行き先はバンコク。去年はジャカルタで、たぶんこうなると来年あたりはクアラルンプールだろう。
シンガポールは旧正月に入ると、店もレストランも閉まってしまい、観光客目当てのホテルの、値段の高いレストランだけが開いている。仕方が無いのでシンガポールを脱出する。
バンコクの空港に着くと、イミグレーションの前は長蛇の列。全く列が前に進まない。カウンターは数多くあるが、開いているのは2箇所だけ。これじゃいつまでたっても外に出られない。待合室では、ホテルに案内してくれるガイドが待ってくれているはずだ。「マイペンライ」の国だ、じっと我慢。
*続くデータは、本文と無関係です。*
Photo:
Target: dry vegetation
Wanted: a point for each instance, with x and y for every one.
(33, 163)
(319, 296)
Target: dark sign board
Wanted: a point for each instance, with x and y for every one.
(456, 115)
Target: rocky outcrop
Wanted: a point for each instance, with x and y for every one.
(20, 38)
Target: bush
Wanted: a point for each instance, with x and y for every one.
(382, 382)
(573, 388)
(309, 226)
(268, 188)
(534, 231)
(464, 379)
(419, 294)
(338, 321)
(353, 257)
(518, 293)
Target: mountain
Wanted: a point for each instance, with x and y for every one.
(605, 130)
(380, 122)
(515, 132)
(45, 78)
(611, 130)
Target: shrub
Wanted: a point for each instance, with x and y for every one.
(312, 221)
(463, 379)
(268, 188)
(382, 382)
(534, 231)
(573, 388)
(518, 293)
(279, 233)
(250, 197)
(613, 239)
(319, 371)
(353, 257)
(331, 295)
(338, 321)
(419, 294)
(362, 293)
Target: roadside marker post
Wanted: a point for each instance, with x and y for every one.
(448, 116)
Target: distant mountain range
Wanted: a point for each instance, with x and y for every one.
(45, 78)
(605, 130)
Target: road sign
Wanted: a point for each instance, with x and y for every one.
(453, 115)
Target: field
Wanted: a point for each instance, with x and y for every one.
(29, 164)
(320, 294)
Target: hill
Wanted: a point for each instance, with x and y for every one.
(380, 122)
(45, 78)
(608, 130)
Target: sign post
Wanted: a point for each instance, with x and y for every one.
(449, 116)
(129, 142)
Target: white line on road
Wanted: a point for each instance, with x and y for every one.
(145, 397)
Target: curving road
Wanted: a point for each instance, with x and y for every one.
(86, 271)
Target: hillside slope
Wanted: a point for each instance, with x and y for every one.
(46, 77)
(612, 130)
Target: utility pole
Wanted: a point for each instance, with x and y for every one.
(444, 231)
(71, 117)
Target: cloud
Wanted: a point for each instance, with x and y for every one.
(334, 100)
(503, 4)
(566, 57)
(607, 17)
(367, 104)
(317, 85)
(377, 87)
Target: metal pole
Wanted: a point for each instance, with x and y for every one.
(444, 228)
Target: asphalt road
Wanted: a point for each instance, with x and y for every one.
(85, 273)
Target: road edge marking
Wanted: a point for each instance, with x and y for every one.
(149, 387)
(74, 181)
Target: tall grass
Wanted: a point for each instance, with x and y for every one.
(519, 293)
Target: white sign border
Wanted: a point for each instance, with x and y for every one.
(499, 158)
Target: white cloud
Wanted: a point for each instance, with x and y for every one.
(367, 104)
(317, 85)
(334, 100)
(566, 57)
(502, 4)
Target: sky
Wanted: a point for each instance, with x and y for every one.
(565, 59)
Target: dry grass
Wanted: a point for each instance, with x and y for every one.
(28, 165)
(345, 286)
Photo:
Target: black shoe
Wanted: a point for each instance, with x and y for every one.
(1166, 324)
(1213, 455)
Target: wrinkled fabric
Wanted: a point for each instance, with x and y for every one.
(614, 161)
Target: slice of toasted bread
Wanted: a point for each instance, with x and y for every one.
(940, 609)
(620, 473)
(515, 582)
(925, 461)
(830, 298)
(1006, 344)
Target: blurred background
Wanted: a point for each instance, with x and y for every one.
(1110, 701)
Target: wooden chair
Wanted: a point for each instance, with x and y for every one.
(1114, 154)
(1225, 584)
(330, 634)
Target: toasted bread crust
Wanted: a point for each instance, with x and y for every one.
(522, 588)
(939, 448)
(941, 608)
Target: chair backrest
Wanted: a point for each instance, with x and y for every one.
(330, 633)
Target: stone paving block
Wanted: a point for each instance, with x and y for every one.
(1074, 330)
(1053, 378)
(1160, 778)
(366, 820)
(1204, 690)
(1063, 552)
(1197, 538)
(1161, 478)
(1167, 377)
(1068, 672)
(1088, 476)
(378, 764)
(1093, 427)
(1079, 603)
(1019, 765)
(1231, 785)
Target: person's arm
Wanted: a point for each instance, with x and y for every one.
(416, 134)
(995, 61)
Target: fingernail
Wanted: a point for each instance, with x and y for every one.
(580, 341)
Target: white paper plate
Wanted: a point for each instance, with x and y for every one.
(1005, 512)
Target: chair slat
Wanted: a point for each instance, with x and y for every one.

2時間経ち、やっとイミグレーションを通過。前の人に付いて、出口に向かったが、待っているはずのガイドがいない。2時間も待たされたら、いくらなんでも帰ってしまうだろう。仕方が無いので、とりあえず、切符のリコンファームをしておくことにした。飛行機は、ロイヤル・ネパール・エアライン、小さい会社だ、空港ロビーにサービスカウンターが見当たらない。空港の案内嬢にオフィスの場所を聞き、直接空港内の事務所を訪ねた。
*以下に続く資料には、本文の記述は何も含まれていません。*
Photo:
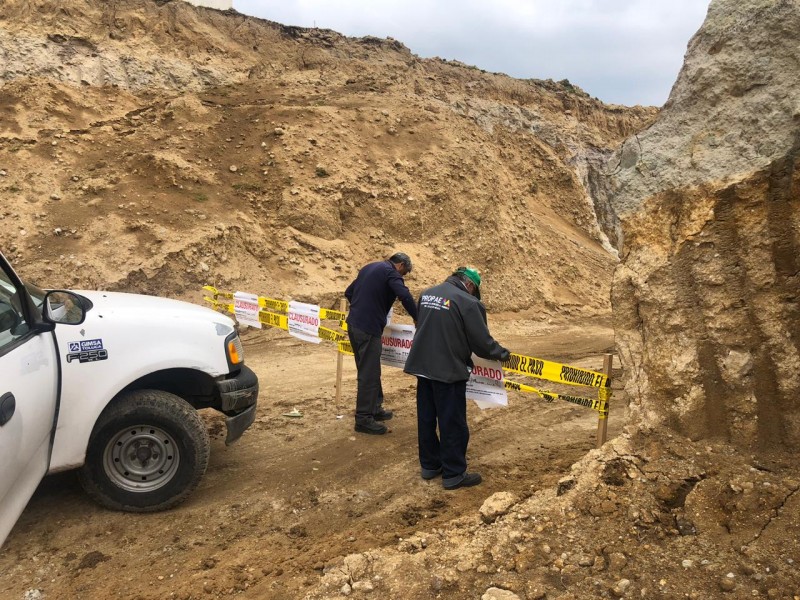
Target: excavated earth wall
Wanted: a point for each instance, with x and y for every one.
(708, 197)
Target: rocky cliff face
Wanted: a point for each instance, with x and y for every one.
(708, 198)
(155, 146)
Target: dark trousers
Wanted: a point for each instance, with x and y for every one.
(445, 403)
(367, 349)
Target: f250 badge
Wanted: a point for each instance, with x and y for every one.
(87, 351)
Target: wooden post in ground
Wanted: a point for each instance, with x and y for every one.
(602, 420)
(339, 358)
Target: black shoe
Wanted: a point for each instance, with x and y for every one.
(371, 427)
(383, 415)
(428, 474)
(469, 480)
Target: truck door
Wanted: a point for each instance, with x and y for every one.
(29, 379)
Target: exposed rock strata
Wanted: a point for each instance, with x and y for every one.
(706, 297)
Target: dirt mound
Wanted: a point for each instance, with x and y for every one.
(167, 146)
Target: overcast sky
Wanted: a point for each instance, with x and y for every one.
(621, 51)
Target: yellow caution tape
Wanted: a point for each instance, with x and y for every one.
(599, 405)
(273, 319)
(267, 318)
(334, 315)
(271, 303)
(331, 335)
(556, 372)
(518, 363)
(278, 305)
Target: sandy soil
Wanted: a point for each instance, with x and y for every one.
(295, 494)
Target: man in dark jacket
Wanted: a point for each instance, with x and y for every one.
(451, 326)
(371, 296)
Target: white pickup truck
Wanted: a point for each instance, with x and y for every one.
(110, 383)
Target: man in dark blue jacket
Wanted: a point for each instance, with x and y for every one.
(371, 297)
(451, 327)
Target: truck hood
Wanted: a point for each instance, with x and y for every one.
(153, 307)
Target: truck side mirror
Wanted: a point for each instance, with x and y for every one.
(63, 307)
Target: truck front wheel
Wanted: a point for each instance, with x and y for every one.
(148, 452)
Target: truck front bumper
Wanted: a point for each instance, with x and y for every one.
(238, 396)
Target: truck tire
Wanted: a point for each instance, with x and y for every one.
(148, 452)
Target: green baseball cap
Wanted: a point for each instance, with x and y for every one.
(472, 275)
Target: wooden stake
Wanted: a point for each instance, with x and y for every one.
(602, 421)
(339, 358)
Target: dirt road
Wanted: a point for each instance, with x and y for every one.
(295, 494)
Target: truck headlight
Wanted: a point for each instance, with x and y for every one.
(234, 349)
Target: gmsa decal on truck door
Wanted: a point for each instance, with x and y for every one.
(87, 351)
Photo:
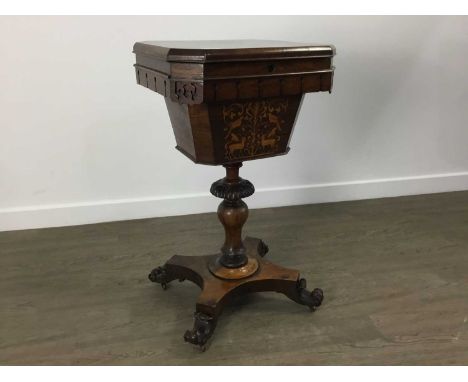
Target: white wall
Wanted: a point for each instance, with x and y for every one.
(80, 142)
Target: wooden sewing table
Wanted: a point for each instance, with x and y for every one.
(230, 102)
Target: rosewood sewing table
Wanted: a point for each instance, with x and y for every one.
(230, 102)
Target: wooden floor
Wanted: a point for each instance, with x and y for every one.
(394, 272)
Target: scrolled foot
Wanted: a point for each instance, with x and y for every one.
(159, 275)
(203, 329)
(262, 248)
(312, 299)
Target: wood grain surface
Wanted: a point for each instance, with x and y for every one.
(394, 272)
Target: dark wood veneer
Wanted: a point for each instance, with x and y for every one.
(230, 102)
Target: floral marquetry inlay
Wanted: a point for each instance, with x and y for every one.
(253, 128)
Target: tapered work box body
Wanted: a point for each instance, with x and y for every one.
(232, 101)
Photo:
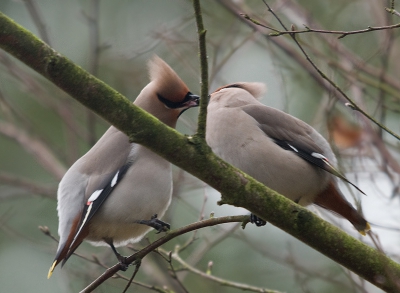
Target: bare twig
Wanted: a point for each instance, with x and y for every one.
(201, 129)
(221, 281)
(137, 266)
(307, 29)
(351, 103)
(172, 234)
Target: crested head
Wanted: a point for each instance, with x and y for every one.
(256, 89)
(166, 96)
(168, 84)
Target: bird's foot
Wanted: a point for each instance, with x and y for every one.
(157, 224)
(257, 221)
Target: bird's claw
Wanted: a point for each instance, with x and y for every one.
(257, 221)
(157, 224)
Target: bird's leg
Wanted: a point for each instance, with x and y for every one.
(155, 223)
(121, 259)
(257, 221)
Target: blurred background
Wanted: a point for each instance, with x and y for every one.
(43, 131)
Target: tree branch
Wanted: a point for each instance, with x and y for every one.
(201, 129)
(236, 187)
(138, 256)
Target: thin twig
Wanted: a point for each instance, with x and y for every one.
(350, 103)
(201, 129)
(137, 266)
(392, 11)
(307, 29)
(170, 235)
(220, 281)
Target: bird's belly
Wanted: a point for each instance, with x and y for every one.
(279, 169)
(118, 216)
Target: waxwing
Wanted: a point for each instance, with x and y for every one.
(113, 194)
(277, 149)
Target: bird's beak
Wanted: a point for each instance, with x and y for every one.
(191, 100)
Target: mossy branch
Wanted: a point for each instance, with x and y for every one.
(236, 187)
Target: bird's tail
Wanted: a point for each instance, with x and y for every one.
(333, 200)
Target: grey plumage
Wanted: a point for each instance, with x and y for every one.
(279, 150)
(134, 182)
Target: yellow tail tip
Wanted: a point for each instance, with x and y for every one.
(367, 228)
(51, 269)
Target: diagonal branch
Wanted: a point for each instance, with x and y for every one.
(236, 187)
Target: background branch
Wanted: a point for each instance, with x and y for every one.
(236, 187)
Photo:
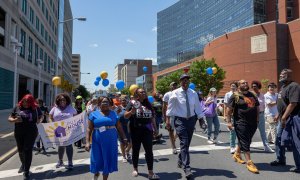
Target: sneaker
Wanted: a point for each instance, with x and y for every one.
(69, 167)
(295, 170)
(268, 149)
(277, 163)
(21, 169)
(174, 151)
(59, 164)
(232, 150)
(251, 167)
(237, 158)
(209, 141)
(26, 176)
(124, 160)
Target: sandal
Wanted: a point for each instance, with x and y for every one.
(154, 176)
(134, 173)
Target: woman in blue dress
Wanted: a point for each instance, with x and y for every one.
(102, 132)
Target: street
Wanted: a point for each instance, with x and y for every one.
(207, 162)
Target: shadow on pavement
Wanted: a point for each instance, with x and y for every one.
(213, 172)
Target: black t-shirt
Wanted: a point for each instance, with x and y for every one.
(245, 110)
(29, 116)
(289, 94)
(142, 116)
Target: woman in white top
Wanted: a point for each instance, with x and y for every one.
(211, 116)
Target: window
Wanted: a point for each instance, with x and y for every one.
(36, 52)
(31, 15)
(37, 23)
(24, 6)
(49, 64)
(45, 61)
(42, 30)
(29, 49)
(23, 38)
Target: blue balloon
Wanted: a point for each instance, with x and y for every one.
(192, 86)
(145, 69)
(209, 71)
(120, 84)
(96, 83)
(151, 99)
(98, 78)
(105, 82)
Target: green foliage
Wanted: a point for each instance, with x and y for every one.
(264, 83)
(202, 80)
(82, 91)
(163, 84)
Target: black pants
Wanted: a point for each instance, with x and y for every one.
(185, 129)
(25, 138)
(141, 135)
2階の片隅にある、小さな事務所をやっと見つけ、中に入ると、事務員らしき男達が雑談している。
切符を見せてリコンファームしてくれとたのむと、切符を見た事務員は、
「この切符、キャンセルされてるよ。」
「そんなばかなはずはないだろう。今着いたばかりなのに。」
「いや、キャンセルされている。どうしようもないね。」
・・・・・・・・・・・・・・・・・・・・・・・・・・
結局、らちがあかず、この連中の不親切な対応に頭に来て、空港を出た。とりあえず、ホテルに行こう。
空港の玄関を出ると、目の前に都合よくタクシーが止まった。
「ダンナ、タクシーだろ。」若い、キックボクサーのようなお兄ちゃんが顔を出した。
「ホテルまで。」と、ホテルの名前を言って出発した。
やっとタクシーのシートでくつろぎ、初めてのバンコクの街並を眺めていてふと気がつくと、シートにパンフレットが置いてある。手に取ると、マッサージパーラーの広告で、中には若い裸の女性が並んでいる。
「だんな、寄っていくかい?」
「いや、ホテルに行ってくれ。」
「じゃ、ホテルのロビーで待ってるから、荷物を置いて行きましょうや。」
ホテルにチェックインし、部屋に荷物を置いていると、電話が鳴った。
”Hello, Mr.
○○○○?”と女性の声。
”Yes, who is calling?”
「私は、ツアーガイドです。空港の1番到着ゲートでずっと待っていたのですが、会えなかったので心配していました。」
「2番ゲートから出たら、誰もいないので仕方なくタクシーで来ましたよ。」
「わかりました。今夜、夕食を予約していますので、7時にお迎えに参ります。他に2組のカップルが一緒に行きますのでよろしくお願いします。」
「OK。じゃ、7時にロビーで。」
まだ夕方には時間があるので、出かけようとロビーに出ると、例のタクシーの運転手がまだ待っている。仕方ない、ついて行くことにした。
マッサージで十分リラックスし、ホテルに向かった。ところが、その運転手、ホテルの少し手前で車を止め、
「料金は2500バーツ(約10,000円)頂きます。」
「それはないだろう。メーターとは違うよ。」
「マッサージで楽しんだだろ。ガイド料だよ。」
とついに本性を現して、すごんできた。この予想もしない展開にビビリ、財布を覗くと、1800バーツ(約7,000円)しか入っていない。
「すみません。1800バーツしかないんですが。」
「じゃ、それでいいよ。まいど。」と、浅黒い顔でニヤリと笑い、タクシーは去っていった。
ともかく、無事でタクシーを降りることが出来たのでほっとしたが、正規の料金の10倍近く取られてしまった。散々な初日だ。